Nato in Garfagnana, Tofanelli ha seguito a lungo il Montecatini. Alla famiglia le condoglianze della nostra redazione
di Roberto Grazzini
Se ne è andato a 87 anni il grande saggio del giornalismo italiano, uno degli ultimi rappresentanti dello scrivere mai becero, scevro di sensazionalismi, in punta di penna, esposto con estrema professionalità, competenze e passione. Questo e molto altro era Alfio Tofanelli. Un gentleman, fiero figlio della Garfagnana, bagnaiolo d’adozione di cui oggi, da scribacchini diversamente giovani, piangiamo la scomparsa e ne onoriamo l’enorme spessore, conservando i preziosi insegnamenti.

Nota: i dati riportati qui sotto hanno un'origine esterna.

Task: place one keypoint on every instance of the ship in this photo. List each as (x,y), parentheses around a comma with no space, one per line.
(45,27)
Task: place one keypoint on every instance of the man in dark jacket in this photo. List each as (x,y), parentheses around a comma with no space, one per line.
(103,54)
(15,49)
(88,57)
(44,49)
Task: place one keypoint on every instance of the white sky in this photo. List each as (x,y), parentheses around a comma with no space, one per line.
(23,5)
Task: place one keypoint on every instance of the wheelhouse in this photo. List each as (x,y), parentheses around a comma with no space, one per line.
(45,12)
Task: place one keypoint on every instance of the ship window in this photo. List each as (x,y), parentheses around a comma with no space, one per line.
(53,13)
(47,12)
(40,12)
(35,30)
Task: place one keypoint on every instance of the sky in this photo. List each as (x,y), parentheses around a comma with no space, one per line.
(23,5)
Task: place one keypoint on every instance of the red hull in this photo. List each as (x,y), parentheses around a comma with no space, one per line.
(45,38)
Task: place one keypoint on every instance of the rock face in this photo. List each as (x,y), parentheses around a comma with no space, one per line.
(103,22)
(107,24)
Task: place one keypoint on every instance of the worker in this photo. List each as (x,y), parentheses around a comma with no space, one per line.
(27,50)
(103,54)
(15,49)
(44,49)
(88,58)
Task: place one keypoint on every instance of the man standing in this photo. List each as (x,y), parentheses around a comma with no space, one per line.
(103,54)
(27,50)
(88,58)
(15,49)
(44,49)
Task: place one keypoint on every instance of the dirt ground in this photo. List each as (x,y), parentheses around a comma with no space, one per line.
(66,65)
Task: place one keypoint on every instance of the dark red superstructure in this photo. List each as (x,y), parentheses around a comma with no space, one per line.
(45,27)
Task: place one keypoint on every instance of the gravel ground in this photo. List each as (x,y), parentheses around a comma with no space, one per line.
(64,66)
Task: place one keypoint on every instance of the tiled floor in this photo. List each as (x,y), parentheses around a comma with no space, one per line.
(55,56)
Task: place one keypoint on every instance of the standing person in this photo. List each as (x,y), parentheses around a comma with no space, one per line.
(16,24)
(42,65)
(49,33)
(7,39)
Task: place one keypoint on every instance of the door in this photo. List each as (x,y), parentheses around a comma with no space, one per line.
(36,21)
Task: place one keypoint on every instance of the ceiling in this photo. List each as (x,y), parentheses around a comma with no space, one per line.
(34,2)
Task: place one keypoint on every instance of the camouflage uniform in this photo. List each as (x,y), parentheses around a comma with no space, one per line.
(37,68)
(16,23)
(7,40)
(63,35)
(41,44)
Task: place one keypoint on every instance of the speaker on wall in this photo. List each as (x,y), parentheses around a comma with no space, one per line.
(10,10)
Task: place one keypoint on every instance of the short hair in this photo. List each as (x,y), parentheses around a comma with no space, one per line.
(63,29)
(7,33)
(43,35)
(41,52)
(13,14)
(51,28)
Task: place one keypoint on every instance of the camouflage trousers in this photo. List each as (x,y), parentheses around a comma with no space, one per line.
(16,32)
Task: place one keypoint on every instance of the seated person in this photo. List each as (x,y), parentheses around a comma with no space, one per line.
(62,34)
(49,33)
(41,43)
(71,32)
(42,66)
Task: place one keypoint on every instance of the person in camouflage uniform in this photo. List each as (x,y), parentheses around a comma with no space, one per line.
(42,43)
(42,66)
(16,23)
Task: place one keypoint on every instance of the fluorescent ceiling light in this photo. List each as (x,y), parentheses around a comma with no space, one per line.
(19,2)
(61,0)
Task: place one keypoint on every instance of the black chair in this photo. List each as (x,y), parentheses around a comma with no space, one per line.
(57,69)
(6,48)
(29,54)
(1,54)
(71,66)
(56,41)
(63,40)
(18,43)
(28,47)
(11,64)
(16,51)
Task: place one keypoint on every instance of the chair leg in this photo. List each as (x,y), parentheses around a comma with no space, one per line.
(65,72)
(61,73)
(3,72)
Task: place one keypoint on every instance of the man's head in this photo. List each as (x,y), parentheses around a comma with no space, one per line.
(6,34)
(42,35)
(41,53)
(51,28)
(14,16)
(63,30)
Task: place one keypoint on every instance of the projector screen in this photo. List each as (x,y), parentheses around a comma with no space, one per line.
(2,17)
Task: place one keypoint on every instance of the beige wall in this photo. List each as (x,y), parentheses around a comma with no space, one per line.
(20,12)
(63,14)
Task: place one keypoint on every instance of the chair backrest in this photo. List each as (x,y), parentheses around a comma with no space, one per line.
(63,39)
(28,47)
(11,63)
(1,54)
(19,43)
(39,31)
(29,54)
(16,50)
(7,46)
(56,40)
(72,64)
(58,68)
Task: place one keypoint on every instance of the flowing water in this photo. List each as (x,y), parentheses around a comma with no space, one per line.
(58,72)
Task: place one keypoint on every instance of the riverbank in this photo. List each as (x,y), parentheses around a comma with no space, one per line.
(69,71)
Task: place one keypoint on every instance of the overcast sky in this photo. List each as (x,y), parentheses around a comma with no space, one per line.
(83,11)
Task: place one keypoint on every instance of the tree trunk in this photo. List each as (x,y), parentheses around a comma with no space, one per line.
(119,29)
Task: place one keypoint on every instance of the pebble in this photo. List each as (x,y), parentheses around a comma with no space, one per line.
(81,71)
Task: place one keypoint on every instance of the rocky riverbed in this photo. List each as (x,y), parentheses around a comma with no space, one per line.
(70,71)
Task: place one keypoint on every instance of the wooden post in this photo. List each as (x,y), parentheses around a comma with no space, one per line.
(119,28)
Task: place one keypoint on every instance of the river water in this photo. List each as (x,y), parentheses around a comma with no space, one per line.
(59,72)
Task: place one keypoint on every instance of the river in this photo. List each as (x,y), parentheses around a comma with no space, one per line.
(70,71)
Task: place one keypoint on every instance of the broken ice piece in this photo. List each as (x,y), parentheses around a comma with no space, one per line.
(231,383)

La sua lunga e gratificante esistenza terrena si chiude fra l’affetto dei suoi cari e nel contempo la storia lascia il posto alla leggenda di colui che sapeva esaltare con parole e concetti semplici, imprese memorabili. Un Maestro dalla classe innata, rispettato e apprezzato da tutti, che ha lavorato per testate nazionali come Corriere dello Sport, Tuttosport e Guerin Sportivo e ha seguito a lungo il Montecatini degli anni d’oro e la Lucchese, fondato poi l’agenzia Tuttocalcio. Lascia la moglie Giuliana e i figli Riccardo e Fabiana, ai quali vanno le condoglianze della nostra testata e di chi scrive.